PhilGale92 / docx

PHP Based Docx Parser
MIT License
38 stars 19 forks source link

Cannot parse large docx files #53

Closed sujaypatil96 closed 5 years ago

sujaypatil96 commented 5 years ago

The library works perfectly when I upload files which have a small size, but it fails to parse files that are larger in size.

For example, asume that the docx file has only text/characters and tables (black and white, no colour), it works if the file has around 40 such pages (size approx. 50 KB), but fails to parse files with more number of pages and a greater size that.

PhilGale92 commented 5 years ago

Hmmm i've been able to use it on word files that were a few MB large. Its probably your larger files have some other issue inside.

Is there any error message in paticular you're recieving? If you could send an example sample file that gives you the problem I will look into it when I have a moment.

Thanks,

sujaypatil96 commented 5 years ago

Hm, thank you for clarifying but unfortunately I won't be able to share the reports with anybody as per company policy. However, I can describe it for you - A larger file would include text (no colour), and tables - approximately 20 tables with up to, 1500 rows and 10 columns each (at least, with around 50 words in each cell).

You could create a dummy docx with spec. as above and try it out maybe?

There is no error warning that pops up per se, it just times out.

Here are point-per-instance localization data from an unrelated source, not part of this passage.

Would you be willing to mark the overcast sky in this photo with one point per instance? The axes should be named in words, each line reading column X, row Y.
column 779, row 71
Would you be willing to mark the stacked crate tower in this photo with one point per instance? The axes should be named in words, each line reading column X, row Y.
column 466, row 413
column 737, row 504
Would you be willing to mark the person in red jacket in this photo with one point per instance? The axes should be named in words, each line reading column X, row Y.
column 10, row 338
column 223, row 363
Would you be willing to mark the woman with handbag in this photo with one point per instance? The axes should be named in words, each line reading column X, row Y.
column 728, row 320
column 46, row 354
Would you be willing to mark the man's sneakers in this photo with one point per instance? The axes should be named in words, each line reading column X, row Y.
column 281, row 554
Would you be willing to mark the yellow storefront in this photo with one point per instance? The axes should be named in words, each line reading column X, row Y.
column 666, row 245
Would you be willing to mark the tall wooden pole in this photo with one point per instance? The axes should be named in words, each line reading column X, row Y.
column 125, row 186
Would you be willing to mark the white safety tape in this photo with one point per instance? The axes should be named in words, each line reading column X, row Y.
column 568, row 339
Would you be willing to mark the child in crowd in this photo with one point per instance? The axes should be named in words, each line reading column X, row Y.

I've tried changing the 'max_execution_time' config value as well, so it doesn't time out, and now it just runs forever (for 15 mins at least, I didn't check beyond that).

sujaypatil96 commented 5 years ago

Oh, I just let the script run for 0.5 hours and it does parse the file. My PC is quite underpowered so, that could be the issue.

Thanks for checking it out. :+1:

I'm sure you've optimized the funtions as much as you could, but I think we could explore ways to optimize this further?

PhilGale92 commented 5 years ago

Cool great to hear.

To be honest I wrote this a pretty long time ago so im pretty sure it could be optimised a fair bit (perhaps knock off a few stages of the table handling for example).

If I work on this again for anything other than small bug fixes it will be to rewrite everything to use some of what I have learnt in the past 5 years. But I just don't have much free time I use on coding anymore!